The unanswered question is whether the US has the ambition to control the region. Clearly during the Bush administration that motivated US policy to war in Afghanistan instead of pressuring the Taliban for the delivery of al Quaeda foreigners in their country. And in 2001 there was the hope by some of an oil pipeline from Turkmenistan to India; that pipeline dream is gone because Turkmenistan has made arrangements with Iran and China and was merely seeking to avoid having Russia as its sole customer.

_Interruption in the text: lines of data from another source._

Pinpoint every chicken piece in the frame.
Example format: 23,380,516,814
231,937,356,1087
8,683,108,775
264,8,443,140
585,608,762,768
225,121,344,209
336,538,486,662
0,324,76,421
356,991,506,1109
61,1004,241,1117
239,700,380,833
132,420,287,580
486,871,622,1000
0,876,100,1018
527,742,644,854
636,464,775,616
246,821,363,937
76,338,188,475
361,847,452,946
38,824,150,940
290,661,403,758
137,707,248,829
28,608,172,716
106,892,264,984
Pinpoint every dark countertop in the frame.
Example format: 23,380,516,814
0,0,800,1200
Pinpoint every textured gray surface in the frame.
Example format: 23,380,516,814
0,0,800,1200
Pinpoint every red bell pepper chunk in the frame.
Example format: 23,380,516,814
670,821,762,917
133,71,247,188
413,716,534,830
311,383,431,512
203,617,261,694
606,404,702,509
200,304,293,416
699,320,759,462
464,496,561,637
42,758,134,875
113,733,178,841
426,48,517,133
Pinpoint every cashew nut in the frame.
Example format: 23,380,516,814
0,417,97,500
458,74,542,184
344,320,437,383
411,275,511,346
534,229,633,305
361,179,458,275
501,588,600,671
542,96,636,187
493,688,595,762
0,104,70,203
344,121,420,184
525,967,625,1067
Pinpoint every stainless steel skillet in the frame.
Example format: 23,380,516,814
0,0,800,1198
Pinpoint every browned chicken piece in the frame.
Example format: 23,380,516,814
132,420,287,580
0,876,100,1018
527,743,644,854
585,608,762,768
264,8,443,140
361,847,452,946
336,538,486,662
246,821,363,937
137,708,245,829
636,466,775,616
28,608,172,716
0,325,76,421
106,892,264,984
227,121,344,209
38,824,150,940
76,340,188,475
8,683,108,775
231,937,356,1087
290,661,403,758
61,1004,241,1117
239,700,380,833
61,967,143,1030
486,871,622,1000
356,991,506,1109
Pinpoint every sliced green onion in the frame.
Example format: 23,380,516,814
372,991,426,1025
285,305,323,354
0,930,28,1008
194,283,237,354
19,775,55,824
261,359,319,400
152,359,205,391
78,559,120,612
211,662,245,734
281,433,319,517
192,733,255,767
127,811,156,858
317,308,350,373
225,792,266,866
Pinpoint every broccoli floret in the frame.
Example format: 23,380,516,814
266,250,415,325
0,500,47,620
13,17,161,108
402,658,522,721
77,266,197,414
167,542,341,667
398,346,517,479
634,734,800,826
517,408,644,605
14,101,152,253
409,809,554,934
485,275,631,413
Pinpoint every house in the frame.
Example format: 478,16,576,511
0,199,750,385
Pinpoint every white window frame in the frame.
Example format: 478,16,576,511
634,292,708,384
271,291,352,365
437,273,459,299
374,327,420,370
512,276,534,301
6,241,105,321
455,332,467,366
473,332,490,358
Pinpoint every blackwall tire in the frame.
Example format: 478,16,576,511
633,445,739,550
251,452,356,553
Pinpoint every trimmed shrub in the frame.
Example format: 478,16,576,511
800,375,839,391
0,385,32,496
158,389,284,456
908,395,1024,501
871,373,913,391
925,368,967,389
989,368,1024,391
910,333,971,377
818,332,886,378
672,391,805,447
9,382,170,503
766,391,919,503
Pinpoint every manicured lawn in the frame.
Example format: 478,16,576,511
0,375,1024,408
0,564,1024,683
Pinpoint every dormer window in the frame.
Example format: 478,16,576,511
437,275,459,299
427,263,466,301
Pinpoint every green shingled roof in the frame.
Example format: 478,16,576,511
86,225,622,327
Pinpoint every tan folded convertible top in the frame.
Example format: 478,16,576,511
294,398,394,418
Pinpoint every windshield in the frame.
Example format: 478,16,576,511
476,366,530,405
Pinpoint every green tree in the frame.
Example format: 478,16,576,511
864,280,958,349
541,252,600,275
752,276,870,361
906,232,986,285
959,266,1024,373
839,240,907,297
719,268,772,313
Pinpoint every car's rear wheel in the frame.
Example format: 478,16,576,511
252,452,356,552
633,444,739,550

It is the US view that a corrupt government cannot be stable and democratic and that corruption undermines the resources available to extend control to Taliban-controlled provinces. Karzai meanwhile is beginning to sound like a reader of the Nation. And it is the Taliban themselves who would have the most public legitimacy against corruption.
But the corruption issue is not primarily an Afghan one but an American one. Karzai is using the foreign aid money provided by US taxpayers to finance his corruption. And I have no doubt that unlike in Vietnam, the Afghan military are in on the take. Therefore, any coup d’etat would have to come from members of the Northern Alliance. That in turn would restart an inter-ethnic war that American policy has so far carefully avoided.
One of the political characteristics is that although corruption is almost the normal state of political life, charges of corruption almost always presage a coup. Most Americans do not think in those terms; charges of corruption in the US always presage a generally toothless investigation. Not considering this necessarily comforting because of past CIA actions, Karzai no doubt is worried.
My sense is that Obama is trying to hold the whole enterprise together long enough to root out the last of the Al Quaeda operatives in the region and get commitments from Pakistan, Afghanistan, leaders of the Northwest provinces of Pakistan, and ultimately the Taliban that they will not be allowed to return. The last piece of the puzzle is the Taliban organizations in the Kandahar region. There is some really strange things going on for the US to announce that they are going to occupy Kandahar in force in June.
The holy grail for the US military in this is the reputation for having succeeded in counter-insurgency. Too many of the leaders of the current efforts got their military training either during or in the immediate aftermath of the Vietnam War. And some of them are trying to redeem the military’s reputation for winning.